Second, risk that the board will reject incomplete filings will be increased. While it is somewhat routine for C-2 employer reports to be filed in paper format with several pieces of information missing (e.g., payroll information, details regarding claimant’s medical treatment, and personal information regarding claimant’s biographical information), FROI submissions which lack basic details may be rejected. Other incomplete submissions such as FROI denials must also have all pertinent portions completed. Corresponding Element Requirement tables have been compiled showing what information must or may be submitted on each form. It is important to note that rejected submissions will not appear in eCase and this can have important implications in terms of the timeliness of submissions and denials with respect to penalties.

Third, an “SROI-SA Sub Annual Report” will now be required of carriers. In short, a synopsis of the claim must be submitted to the WCB every 180 days, regardless of whether or not there has been any action on the claim. Again, this is another area where potential penalties for late reporting

may be assessed against carriers for failure to submit such a report.

Planned rollouts for eClaims are anticipated for the spring of 2013. To get ready for the eClaims update, we strongly recommend:

• Ensuring that your insurance company, third-party administrator, or self-insured employer has an assigned “T” number to be permitted to submit electronic data, is registered with the WCB, and is familiar with your implementation date.
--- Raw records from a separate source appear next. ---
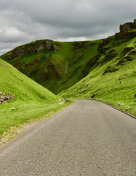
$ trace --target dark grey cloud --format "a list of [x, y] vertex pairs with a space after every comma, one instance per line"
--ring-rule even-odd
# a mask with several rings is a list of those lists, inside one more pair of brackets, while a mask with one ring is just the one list
[[135, 0], [0, 0], [0, 54], [38, 39], [92, 40], [133, 21]]

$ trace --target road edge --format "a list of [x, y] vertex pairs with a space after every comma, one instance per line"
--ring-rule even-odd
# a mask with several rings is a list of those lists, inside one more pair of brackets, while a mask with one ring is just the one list
[[116, 109], [116, 110], [118, 110], [118, 111], [120, 111], [120, 112], [122, 112], [122, 113], [124, 113], [124, 114], [126, 114], [126, 115], [128, 115], [128, 116], [130, 116], [130, 117], [132, 117], [133, 119], [136, 119], [136, 116], [134, 116], [134, 115], [132, 115], [132, 114], [126, 112], [126, 111], [123, 111], [123, 110], [121, 110], [121, 109], [119, 109], [119, 108], [117, 108], [117, 107], [115, 107], [115, 106], [113, 106], [113, 105], [111, 105], [111, 104], [105, 103], [105, 102], [103, 102], [103, 101], [93, 100], [93, 99], [87, 99], [87, 100], [91, 100], [91, 101], [103, 103], [103, 104], [105, 104], [105, 105], [108, 105], [108, 106], [112, 107], [113, 109]]

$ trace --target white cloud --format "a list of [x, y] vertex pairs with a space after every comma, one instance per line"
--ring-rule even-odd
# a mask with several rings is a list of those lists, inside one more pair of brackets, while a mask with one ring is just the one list
[[[135, 18], [135, 0], [0, 0], [0, 53], [38, 39], [103, 38]], [[4, 47], [4, 48], [3, 48]]]

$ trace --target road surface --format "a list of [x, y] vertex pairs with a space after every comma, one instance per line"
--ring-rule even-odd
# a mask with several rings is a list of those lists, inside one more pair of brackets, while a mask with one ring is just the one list
[[136, 176], [136, 120], [77, 101], [1, 151], [0, 176]]

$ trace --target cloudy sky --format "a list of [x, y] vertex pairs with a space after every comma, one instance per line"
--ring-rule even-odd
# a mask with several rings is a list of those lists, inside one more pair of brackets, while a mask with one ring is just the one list
[[0, 0], [0, 54], [39, 39], [104, 38], [136, 18], [136, 0]]

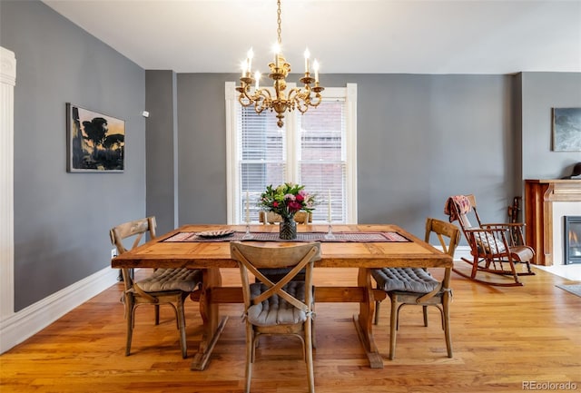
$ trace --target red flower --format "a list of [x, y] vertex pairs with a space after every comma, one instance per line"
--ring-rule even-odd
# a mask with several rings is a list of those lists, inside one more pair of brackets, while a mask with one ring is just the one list
[[288, 205], [289, 205], [289, 211], [295, 211], [295, 212], [299, 211], [302, 208], [302, 205], [296, 201], [290, 201], [288, 203]]

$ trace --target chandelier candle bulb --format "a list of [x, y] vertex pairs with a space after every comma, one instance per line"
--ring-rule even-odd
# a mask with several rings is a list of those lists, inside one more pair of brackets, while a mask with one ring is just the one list
[[250, 200], [248, 198], [248, 191], [246, 191], [246, 223], [251, 223], [251, 208], [250, 208]]
[[327, 220], [330, 222], [330, 190], [329, 190], [329, 201], [327, 209]]
[[[286, 78], [290, 73], [290, 64], [287, 63], [282, 54], [282, 39], [281, 38], [281, 0], [277, 0], [277, 42], [273, 46], [274, 62], [269, 63], [268, 76], [273, 84], [274, 93], [265, 87], [260, 88], [258, 77], [253, 77], [251, 73], [252, 48], [248, 51], [245, 64], [242, 65], [242, 75], [240, 78], [241, 84], [236, 87], [240, 93], [238, 102], [244, 107], [254, 106], [256, 113], [261, 114], [265, 110], [276, 113], [276, 124], [282, 128], [284, 125], [285, 112], [292, 112], [297, 109], [304, 113], [309, 108], [316, 108], [322, 101], [320, 93], [325, 90], [319, 84], [319, 63], [310, 62], [310, 52], [306, 48], [304, 52], [305, 74], [299, 81], [304, 84], [303, 88], [293, 87], [287, 90]], [[310, 67], [315, 68], [315, 77], [310, 75]], [[314, 83], [314, 85], [312, 84]], [[254, 88], [252, 86], [254, 84]], [[314, 93], [314, 96], [311, 93]]]
[[246, 54], [247, 57], [247, 63], [248, 63], [248, 72], [251, 72], [252, 71], [252, 57], [254, 57], [254, 52], [252, 51], [252, 48], [250, 48], [248, 50], [248, 54]]

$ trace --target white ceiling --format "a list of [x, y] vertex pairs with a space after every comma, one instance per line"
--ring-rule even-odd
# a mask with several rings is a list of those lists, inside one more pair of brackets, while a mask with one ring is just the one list
[[[147, 70], [234, 73], [252, 46], [265, 72], [275, 0], [44, 0]], [[581, 72], [581, 0], [282, 0], [293, 72]]]

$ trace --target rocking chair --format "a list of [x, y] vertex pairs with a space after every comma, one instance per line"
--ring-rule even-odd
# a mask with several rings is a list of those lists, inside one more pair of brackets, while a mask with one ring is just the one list
[[[453, 271], [478, 282], [501, 287], [522, 286], [519, 276], [531, 276], [530, 261], [535, 257], [535, 251], [525, 244], [523, 223], [485, 223], [483, 224], [477, 211], [474, 195], [455, 195], [448, 199], [444, 212], [449, 216], [449, 221], [458, 220], [460, 229], [470, 246], [472, 260], [461, 260], [472, 266], [469, 273], [457, 268]], [[476, 220], [473, 226], [468, 216]], [[517, 271], [517, 263], [526, 266], [526, 271]], [[511, 277], [513, 281], [497, 281], [480, 278], [480, 273], [493, 273]]]

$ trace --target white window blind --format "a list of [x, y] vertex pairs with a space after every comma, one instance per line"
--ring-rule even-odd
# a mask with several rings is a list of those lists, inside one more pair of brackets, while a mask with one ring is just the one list
[[321, 202], [313, 221], [328, 220], [330, 193], [331, 218], [347, 221], [345, 162], [345, 100], [322, 102], [315, 110], [298, 116], [300, 130], [300, 182], [316, 193]]
[[238, 105], [237, 172], [240, 176], [238, 222], [246, 221], [246, 196], [248, 192], [250, 221], [258, 221], [257, 201], [266, 186], [281, 184], [287, 174], [286, 130], [279, 129], [276, 117], [258, 115], [251, 106]]
[[257, 222], [261, 193], [285, 182], [317, 194], [313, 222], [327, 221], [330, 192], [333, 222], [357, 222], [357, 90], [350, 85], [326, 89], [324, 101], [304, 114], [286, 113], [279, 128], [274, 113], [242, 107], [235, 84], [226, 84], [229, 223], [245, 222], [247, 195], [250, 221]]

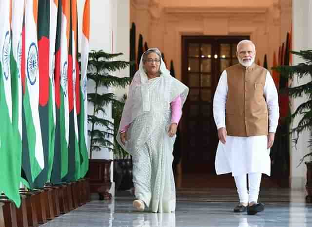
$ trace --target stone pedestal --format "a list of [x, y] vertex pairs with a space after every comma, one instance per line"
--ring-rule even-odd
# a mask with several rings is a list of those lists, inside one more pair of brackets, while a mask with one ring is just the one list
[[4, 204], [2, 207], [4, 226], [18, 227], [15, 204], [3, 195], [0, 196], [0, 203]]
[[28, 227], [27, 206], [26, 205], [26, 195], [20, 195], [20, 207], [16, 209], [16, 218], [18, 227]]

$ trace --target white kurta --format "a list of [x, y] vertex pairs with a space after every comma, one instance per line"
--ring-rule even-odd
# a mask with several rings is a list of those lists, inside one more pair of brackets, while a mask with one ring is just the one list
[[[217, 128], [226, 127], [225, 109], [228, 94], [226, 71], [222, 73], [214, 98], [214, 117]], [[269, 132], [275, 132], [279, 110], [276, 87], [270, 73], [267, 73], [263, 88], [269, 114]], [[225, 144], [219, 142], [215, 156], [217, 174], [232, 173], [239, 176], [251, 172], [271, 175], [270, 149], [266, 135], [249, 137], [227, 136]]]

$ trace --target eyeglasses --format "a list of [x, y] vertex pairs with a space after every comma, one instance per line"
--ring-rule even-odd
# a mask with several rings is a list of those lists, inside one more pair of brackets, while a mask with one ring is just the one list
[[252, 55], [254, 54], [254, 51], [241, 51], [238, 53], [239, 55]]
[[153, 62], [155, 62], [156, 64], [159, 64], [160, 62], [160, 59], [148, 59], [146, 61], [149, 64], [152, 64]]

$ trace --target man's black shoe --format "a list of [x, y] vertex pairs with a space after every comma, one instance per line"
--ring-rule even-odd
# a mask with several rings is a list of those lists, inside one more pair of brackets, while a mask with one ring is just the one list
[[264, 210], [264, 204], [263, 203], [254, 204], [253, 206], [248, 206], [247, 207], [247, 214], [252, 215], [263, 210]]
[[236, 206], [233, 211], [235, 213], [242, 213], [243, 212], [245, 212], [247, 209], [247, 206], [245, 206], [243, 205], [237, 205]]

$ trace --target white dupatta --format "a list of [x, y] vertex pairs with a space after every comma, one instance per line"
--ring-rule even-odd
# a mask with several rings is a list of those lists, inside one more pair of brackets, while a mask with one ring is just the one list
[[[157, 48], [150, 48], [148, 51], [154, 50], [160, 53]], [[162, 58], [160, 67], [160, 76], [159, 77], [154, 78], [152, 79], [148, 79], [147, 75], [144, 69], [143, 62], [143, 56], [141, 57], [141, 61], [139, 66], [139, 69], [133, 77], [132, 82], [130, 84], [129, 93], [125, 106], [122, 112], [121, 120], [119, 125], [118, 132], [120, 132], [122, 129], [125, 126], [130, 125], [137, 117], [142, 114], [146, 114], [151, 111], [151, 107], [154, 103], [152, 103], [150, 100], [150, 90], [151, 87], [154, 85], [157, 86], [157, 91], [159, 95], [159, 101], [163, 101], [163, 106], [161, 107], [164, 111], [170, 110], [170, 103], [176, 97], [180, 95], [181, 100], [181, 107], [184, 104], [189, 92], [189, 88], [184, 84], [177, 80], [170, 75], [170, 71], [167, 69], [166, 65]], [[136, 145], [140, 146], [143, 144], [148, 138], [148, 136], [151, 135], [152, 131], [153, 116], [150, 115], [149, 125], [151, 127], [146, 127], [142, 126], [142, 128], [138, 129], [140, 131], [144, 131], [144, 135], [140, 135], [140, 138], [132, 138], [132, 143], [135, 141], [133, 140], [140, 140], [140, 143], [136, 141], [134, 143]], [[127, 136], [130, 137], [130, 134], [133, 133], [129, 133], [127, 132]], [[118, 132], [117, 140], [120, 145], [128, 153], [132, 154], [133, 151], [132, 148], [128, 146], [125, 146], [120, 139], [120, 133]], [[129, 141], [129, 140], [128, 140]], [[134, 145], [135, 144], [133, 144]], [[132, 147], [132, 146], [131, 146]]]

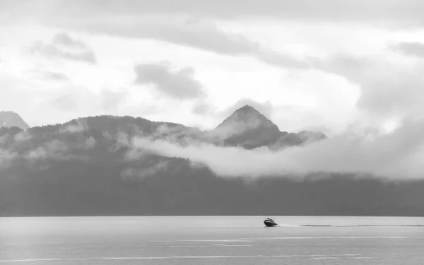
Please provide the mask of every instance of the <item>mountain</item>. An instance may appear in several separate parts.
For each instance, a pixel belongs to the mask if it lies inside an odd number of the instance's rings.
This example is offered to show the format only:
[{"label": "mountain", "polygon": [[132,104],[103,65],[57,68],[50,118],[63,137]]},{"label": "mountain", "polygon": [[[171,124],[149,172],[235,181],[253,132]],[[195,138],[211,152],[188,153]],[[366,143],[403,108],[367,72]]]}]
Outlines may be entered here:
[{"label": "mountain", "polygon": [[19,127],[24,130],[30,127],[17,113],[0,111],[0,128],[13,126]]},{"label": "mountain", "polygon": [[281,131],[249,106],[208,131],[112,116],[26,131],[0,128],[0,216],[424,213],[423,180],[322,172],[302,179],[224,177],[201,163],[157,152],[145,142],[136,145],[139,136],[182,146],[204,142],[240,148],[285,148],[325,139],[320,133]]},{"label": "mountain", "polygon": [[210,133],[223,137],[225,146],[246,149],[268,146],[275,150],[326,138],[322,133],[308,131],[280,131],[277,125],[247,105],[236,110]]}]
• Reviewing internal data collection processes and requiring insureds to complete all sections in the C-2 form.

• Having claims representatives review the WCB’s training materials and taking the offered online training courses which offer an introduction to eClaims.

• Continued monitoring of the WCB’s eClaims website, including all updated news and tables.

Certainly, eClaims represents a significant change on the carrier’s part in the reporting of claims and claims litigation. Preparation for these upcoming changes is strongly encouraged.

The WCB Sets Guidelines to Govern Maintenance Care for Chronic Conditions

Effective March 1, the Workers’ Compensation Board instituted changes to the Medical Treatment Guidelines. One of the changes was to add guidelines for treatment of carpal tunnel syndrome, which was arguably overdue, and another was to make modest changes to streamline the variance process.

But perhaps the most interesting change is that the board is prescribing guidelines to govern maintenance care for chronic conditions. One change in the original guidelines that was proposed to provide a significant cost benefit for employers and carriers was the limitation on chiropractic care and physical therapy. However, since the implementation of the 2010 guidelines, three-fourths of all variance requests have been for maintenance care, as chiropractors and physical therapists have increasingly justified requests by observing that there has been an “exacerbation,” justifying continued maintenance care. This flood of variance requests has had the effect of bogging down the entire adjudication system set up for the guidelines.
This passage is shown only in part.